Accidental firearm discharges were responsible for the deaths of 458 people in 2018, 54 of whom were under the age of 14. Additionally, unintentional firearm and BB gun discharges account for approximately 18,000 and 14,000 injuries, respectively, according to data from the CDC.

But, unintentional injuries and deaths from firearms are only a small portion of the total number. The National Safety Council states more than 90% of all poisonings happen at home and drug poisoning is now the top cause of unintentional death in the United States. Its data shows in 2017, a total of 61,311 people died of drug overdoses – many from prescription opioid medicine, and some of those from unauthorized access to a family member’s prescription.

The Health Resources and Services Administration recommends storing chemicals and prescriptions in their original containers and out of reach of children and other unauthorized persons.
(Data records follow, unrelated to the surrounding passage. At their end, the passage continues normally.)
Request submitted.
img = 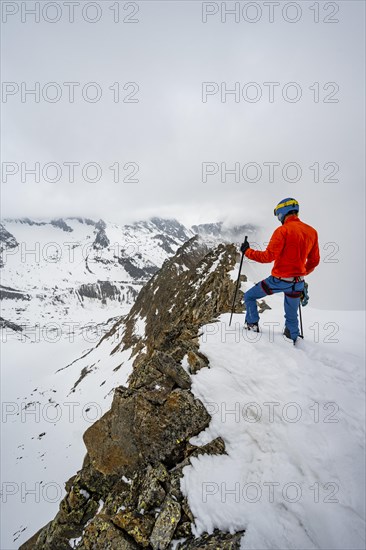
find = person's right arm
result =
[245,226,285,264]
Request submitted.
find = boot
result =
[244,322,260,332]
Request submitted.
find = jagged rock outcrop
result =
[21,237,249,550]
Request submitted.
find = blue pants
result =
[244,275,304,340]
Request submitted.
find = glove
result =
[300,283,309,307]
[240,241,250,254]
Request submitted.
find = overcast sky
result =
[1,1,365,309]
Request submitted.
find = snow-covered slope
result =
[0,218,193,336]
[182,274,365,550]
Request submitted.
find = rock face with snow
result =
[0,217,254,332]
[21,237,241,550]
[0,218,193,329]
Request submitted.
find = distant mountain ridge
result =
[0,217,255,334]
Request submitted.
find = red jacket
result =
[245,216,320,277]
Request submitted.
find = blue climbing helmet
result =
[273,198,300,223]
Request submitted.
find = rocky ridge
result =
[21,237,249,550]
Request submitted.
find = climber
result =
[240,198,320,344]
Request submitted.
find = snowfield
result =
[181,280,365,550]
[0,264,365,550]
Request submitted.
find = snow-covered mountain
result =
[0,218,192,331]
[3,239,365,550]
[0,217,254,339]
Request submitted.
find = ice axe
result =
[229,235,248,326]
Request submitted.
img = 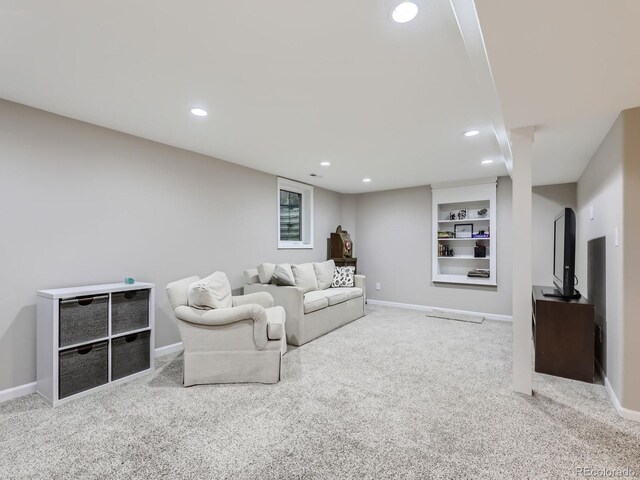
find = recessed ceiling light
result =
[391,2,418,23]
[191,108,208,117]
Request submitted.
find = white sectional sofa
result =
[244,260,365,345]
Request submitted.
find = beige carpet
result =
[0,306,640,480]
Expired and no longer needed medications can be properly disposed of through the Drug Enforcement Agency’s National Take Back Day, which occurs twice a year. Individuals needing to dispose of medications during other times can visit www.dea.gov to locate alternative solutions.

The data shows that the impact of these accidents goes far beyond the injury or death of the individual. Those who survive or witness these types of traumatic accidents can develop invisible wounds. An invisible wound is post-traumatic stress disorder; traumatic brain injury; or other cognitive, emotional, or behavioral conditions associated with trauma experienced by an individual. Anyone can develop an invisible wound and some people are more susceptible than others to developing an invisible wound. The signs and symptoms differ for every person and may not appear immediately, sometimes emerging years after an incident/traumatic event.

“An invisible wound can develop following any traumatic event, including accidents, and are as real and as severe as physical wounds,” said Col. Karen Downes, director, Department of the Air Force Invisible Wounds Initiative. “Our first line of defense against invisible wounds is to prevent traumatic events where we have the power to do so. We must each check our homes for safety to reduce the risk of avoidable accidents.”